CBO offers minimum wage reality check

As President Biden and Democrats kept pushing the absurd idea of increasing the minimum wage during a pandemic that has already adversely affected the service industry, the Congressional Budget Office delivered a needed reality check.

Democrats, led by Biden, would more than double the federal minimum wage, from its current $7.25 per hour to $15 per hour between now and 2025.

Conceptually, allowing politicians to determine the floor at which individuals must be paid, rather than the fair value determined by market forces, is a bad idea. But at a time when so many people are already out of work, it is a catastrophe. Such a dramatic increase would lead to massive job losses and higher costs to consumers.

The CBO has provided some sobering estimates to support this view. Were Democrats to succeed in passing their minimum wage hike, which would likely require an extraordinary expansion of the Senate budget reconciliation power, it would reduce employment by an average estimate of 1.4 million workers, or as high as 2.7 million under some scenarios.

In addition, a rise in the minimum wage would be inflationary. The CBO found that “the largest price increases, relative to the average increase, would be for goods or services whose production required a larger-than-average share of low-wage work, such as food prepared in restaurants.”

Restaurants are already fighting for their lives after a year of lockdowns and capacity limits, so clearly, this is not the right way. If Biden succeeds, they will be forced to raise prices just when they need to entice customers to return to dining.

Beyond price increases, the CBO predicts that this dramatic proposed minimum wage hike would be a further strain on already rising healthcare costs. It would sharply raise labor costs for those employed in the home care and nursing care industries. This, in turn, would increase the cost of Medicare, Medicaid, and Obamacare.

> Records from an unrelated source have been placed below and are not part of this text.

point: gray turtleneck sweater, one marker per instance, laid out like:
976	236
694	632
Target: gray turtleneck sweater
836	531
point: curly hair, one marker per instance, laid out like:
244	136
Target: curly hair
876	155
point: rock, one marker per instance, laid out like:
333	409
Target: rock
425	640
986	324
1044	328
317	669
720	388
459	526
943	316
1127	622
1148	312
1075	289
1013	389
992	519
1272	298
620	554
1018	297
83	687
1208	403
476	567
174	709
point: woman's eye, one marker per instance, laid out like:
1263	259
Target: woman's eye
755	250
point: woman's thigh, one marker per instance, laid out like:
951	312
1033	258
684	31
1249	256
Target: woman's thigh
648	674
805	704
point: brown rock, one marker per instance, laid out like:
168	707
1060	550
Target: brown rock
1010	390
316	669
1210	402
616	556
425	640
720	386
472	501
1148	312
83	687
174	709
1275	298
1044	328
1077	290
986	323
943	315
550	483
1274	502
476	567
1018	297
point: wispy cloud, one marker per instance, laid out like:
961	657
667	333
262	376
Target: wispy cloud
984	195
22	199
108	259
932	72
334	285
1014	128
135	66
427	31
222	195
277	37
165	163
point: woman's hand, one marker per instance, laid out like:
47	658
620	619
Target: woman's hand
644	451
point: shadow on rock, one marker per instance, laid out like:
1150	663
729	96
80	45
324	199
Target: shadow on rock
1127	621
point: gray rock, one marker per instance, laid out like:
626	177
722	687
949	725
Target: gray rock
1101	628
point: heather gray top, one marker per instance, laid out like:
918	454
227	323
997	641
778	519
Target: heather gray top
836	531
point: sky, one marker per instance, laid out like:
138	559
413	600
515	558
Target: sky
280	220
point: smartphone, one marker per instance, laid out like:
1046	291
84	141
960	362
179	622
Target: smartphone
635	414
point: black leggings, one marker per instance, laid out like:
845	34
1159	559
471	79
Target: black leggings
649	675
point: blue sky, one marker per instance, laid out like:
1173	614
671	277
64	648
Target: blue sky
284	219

Taken together, the CBO projects that these and other cost increases will increase the deficit by $54 billion over the next decade. However, the CBO notes that this is understating the deficit effects because it does not take into account the increase in interest rates that would result from the higher costs in the bill. The interest changes would add an additional $16 billion to deficits.

Moreover, the CBO did not account for any reduction in growth that would result from the minimum wage increase.

When Republicans tried to repeal Obamacare, Democrats leaned heavily on CBO estimates to make the case against eliminating the law. Thus, they should not now get away with simply dismissing the implications of this dire warning.

Socialist Sen. Bernie Sanders, one of the main proponents of the $15 minimum wage, unsurprisingly attempted to do just that, instead citing the left-wing Economic Policy Institute’s estimates. More absurdly, Sanders tried to claim this was good news because it showed that the bill had an impact on the deficit and thus could be passed with a simple majority in the Senate through the parliamentary maneuver known as reconciliation.

But there is a difference between a provision that is primarily budgetary (such as taxes or spending) and a massive policy and regulatory change that happens to have incidental budgetary implications. This is precisely why Republicans failed to roll back Obamacare regulations using reconciliation, despite those regulations’ massive spending implications.

Doubling the federal minimum wage to $15 an hour was always a bad idea. The CBO has now helped quantify how destructive it would be.